On 08/17/2016 10:55 AM, Somnath Roy wrote:
Will parallel transaction submit improve the rocksdb performance ?
If not, it is unlikely we will see any benefit because of that. May be different db like ZS could benefit out of that though.
What I saw after short circuiting the db path entirely earlier that db performance is still the bottleneck.
Did you try the memdbstore at all? Last time I tried it bluestore was
segfaulting, but it's possible it works now.
Mark
Thanks & Regards
Somnath
-----Original Message-----
From: ceph-devel-owner@xxxxxxxxxxxxxxx [mailto:ceph-devel-owner@xxxxxxxxxxxxxxx] On Behalf Of Sage Weil
Sent: Wednesday, August 17, 2016 8:43 AM
To: Varada Kari; Haomai Wang
Cc: ceph-devel@xxxxxxxxxxxxxxx
Subject: Re: bluestore blobs
On Wed, 17 Aug 2016, Haomai Wang wrote:
On Wed, Aug 17, 2016 at 11:25 PM, Sage Weil <sweil@xxxxxxxxxx> wrote:
On Wed, 17 Aug 2016, Haomai Wang wrote:
another latency perf problem:
rocksdb log is on bluefs and mainly uses append and fsync interface
to complete WAL.
I found the latency between kv transaction submitting isn't
negligible and limit the transaction throughput.
So what if we implement a async transaction submit in rocksdb side
using callback way? It will decrease kv in queue latency. It would
help rocksdb WAL performance close to FileJournal. And async
interface will help control each kv transaction size and make
transaction complete smoothly instead of tps spike with us precious.
Can we get the same benefit by calling BlueFS::_flush on the log
whenever we have X bytes accumulated (I think there is an option in
rocksdb that drives this already, actually)? Changing the
interfaces around will change the threading model (= work) but
doesn't actually change who needs to wait and when.
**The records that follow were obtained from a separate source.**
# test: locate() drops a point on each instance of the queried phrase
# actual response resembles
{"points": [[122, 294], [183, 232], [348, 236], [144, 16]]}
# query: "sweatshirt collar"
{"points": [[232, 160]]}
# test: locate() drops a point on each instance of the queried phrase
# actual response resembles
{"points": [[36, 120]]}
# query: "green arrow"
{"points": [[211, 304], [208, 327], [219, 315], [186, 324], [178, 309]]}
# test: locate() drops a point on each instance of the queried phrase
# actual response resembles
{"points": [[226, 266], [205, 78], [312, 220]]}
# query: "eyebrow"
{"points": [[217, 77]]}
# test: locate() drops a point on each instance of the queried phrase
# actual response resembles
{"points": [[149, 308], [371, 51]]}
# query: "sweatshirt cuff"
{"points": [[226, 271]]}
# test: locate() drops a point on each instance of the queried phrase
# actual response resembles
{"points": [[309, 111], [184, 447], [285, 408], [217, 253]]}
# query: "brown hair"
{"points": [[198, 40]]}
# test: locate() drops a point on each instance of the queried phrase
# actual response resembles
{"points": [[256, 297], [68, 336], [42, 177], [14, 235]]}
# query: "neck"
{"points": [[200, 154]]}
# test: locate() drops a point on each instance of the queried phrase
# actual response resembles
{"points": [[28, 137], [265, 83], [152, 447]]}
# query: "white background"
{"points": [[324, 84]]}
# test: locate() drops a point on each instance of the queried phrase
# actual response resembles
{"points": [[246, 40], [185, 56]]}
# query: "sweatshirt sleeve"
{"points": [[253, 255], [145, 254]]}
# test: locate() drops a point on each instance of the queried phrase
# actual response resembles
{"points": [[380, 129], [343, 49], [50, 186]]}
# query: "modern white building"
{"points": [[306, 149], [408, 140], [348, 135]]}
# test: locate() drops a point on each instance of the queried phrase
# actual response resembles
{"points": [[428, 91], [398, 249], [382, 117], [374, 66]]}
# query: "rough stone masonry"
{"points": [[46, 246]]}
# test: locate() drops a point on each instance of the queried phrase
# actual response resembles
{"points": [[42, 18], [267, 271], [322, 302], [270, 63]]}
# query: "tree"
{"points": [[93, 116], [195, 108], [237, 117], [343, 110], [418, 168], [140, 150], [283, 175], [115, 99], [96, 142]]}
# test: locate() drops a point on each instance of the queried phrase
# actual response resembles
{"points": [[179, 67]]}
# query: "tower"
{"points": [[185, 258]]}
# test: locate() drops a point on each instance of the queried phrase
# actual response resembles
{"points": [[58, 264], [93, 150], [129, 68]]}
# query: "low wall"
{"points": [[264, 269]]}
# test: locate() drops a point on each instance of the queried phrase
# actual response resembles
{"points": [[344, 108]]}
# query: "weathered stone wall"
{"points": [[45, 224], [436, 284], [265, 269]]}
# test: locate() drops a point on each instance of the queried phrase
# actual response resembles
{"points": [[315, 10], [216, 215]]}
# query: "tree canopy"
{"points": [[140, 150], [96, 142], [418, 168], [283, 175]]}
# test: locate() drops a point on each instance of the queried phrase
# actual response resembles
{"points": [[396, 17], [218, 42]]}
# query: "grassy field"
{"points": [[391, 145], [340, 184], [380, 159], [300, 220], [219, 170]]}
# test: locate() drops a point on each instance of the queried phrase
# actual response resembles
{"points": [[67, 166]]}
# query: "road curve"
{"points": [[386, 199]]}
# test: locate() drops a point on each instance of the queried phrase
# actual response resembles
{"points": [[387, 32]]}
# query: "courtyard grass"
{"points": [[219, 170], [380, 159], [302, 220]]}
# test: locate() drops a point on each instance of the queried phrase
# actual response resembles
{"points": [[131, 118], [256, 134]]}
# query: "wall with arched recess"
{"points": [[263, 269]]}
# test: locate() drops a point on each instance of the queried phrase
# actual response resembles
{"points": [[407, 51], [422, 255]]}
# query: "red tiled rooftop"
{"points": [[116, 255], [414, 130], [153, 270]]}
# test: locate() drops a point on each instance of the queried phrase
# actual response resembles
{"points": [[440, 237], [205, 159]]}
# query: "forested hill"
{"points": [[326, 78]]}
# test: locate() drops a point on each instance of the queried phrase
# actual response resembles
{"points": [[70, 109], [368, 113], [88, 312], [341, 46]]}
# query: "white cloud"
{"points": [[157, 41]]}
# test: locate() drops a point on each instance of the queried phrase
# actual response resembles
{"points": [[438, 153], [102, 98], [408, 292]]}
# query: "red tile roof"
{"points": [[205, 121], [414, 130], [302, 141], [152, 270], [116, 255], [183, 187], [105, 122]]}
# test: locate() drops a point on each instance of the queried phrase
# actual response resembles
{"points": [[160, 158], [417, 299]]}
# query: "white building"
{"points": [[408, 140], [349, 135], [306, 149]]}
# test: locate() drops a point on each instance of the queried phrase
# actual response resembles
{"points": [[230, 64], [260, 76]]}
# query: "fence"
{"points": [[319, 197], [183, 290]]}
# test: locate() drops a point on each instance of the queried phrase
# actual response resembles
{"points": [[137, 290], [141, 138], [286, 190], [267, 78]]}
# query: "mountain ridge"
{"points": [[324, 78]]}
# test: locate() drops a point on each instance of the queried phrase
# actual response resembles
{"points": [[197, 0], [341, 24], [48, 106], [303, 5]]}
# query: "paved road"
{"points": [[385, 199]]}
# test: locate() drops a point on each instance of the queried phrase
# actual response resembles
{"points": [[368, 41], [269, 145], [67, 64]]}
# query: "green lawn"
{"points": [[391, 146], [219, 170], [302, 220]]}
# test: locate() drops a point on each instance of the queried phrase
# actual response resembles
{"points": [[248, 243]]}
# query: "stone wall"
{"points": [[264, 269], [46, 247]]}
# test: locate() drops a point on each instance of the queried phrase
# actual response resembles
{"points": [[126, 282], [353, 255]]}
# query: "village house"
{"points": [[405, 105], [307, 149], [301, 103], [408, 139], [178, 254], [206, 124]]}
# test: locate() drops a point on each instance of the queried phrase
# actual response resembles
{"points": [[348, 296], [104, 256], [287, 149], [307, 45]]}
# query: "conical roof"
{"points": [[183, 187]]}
why we need to wait after interface change?
1. kv thread submit transaction with callback.
2. rocksdb append and call bluefs aio_submit with callback 3. bluefs
submit aio write with callback 4. KernelDevice will poll linux aio
event and execute callback inline or queue finish 5. callback will
notify we complete the kv transaction
the main task is implement logics in rocksdb log*.cc and bluefs aio
submit interface....
Is anything I'm missing?
That can all be done with callbacks, but even if we do the kv thread will still need to wait on the callback before doing anything else.
Oh, you're suggesting we have multiple batches of transactions in flight.
Got it.
I think we will get some of the benefit by enabling the parallel transaction submits (so we don't funnel everything through _kv_sync_thread). I think we should get that merged first and see how it behaves before taking the next step. I forgot to ask Varada is standup this morning what the current status of that is. Varada?
sage
sage
On Wed, Aug 17, 2016 at 10:26 PM, Sage Weil <sweil@xxxxxxxxxx> wrote:
I think we need to look at other changes in addition to the
encoding performance improvements. Even if they end up being
good enough, these changes are somewhat orthogonal and at least
one of them should give us something that is even faster.
1. I mentioned this before, but we should keep the encoding
bluestore_blob_t around when we load the blob map. If it's not
changed, don't reencode it. There are no blockers for implementing this currently.
It may be difficult to ensure the blobs are properly marked
dirty... I'll see if we can use proper accessors for the blob to
enforce this at compile time. We should do that anyway.
2. This turns the blob Put into rocksdb into two memcpy stages:
one to assemble the bufferlist (lots of bufferptrs to each
untouched blob) into a single rocksdb::Slice, and another memcpy
somewhere inside rocksdb to copy this into the write buffer. We
could extend the rocksdb interface to take an iovec so that the
first memcpy isn't needed (and rocksdb will instead iterate over
our buffers and copy them directly into its write buffer). This
is probably a pretty small piece of the overall time... should
verify with a profiler before investing too much effort here.
3. Even if we do the above, we're still setting a big (~4k or
more?) key into rocksdb every time we touch an object, even when
a tiny amount of metadata is getting changed. This is a
consequence of embedding all of the blobs into the onode (or
bnode). That seemed like a good idea early on when they were
tiny (i.e., just an extent), but now I'm not so sure. I see a couple of different options:
a) Store each blob as ($onode_key+$blobid). When we load the
onode, load the blobs too. They will hopefully be sequential in
rocksdb (or definitely sequential in zs). Probably go back to using an iterator.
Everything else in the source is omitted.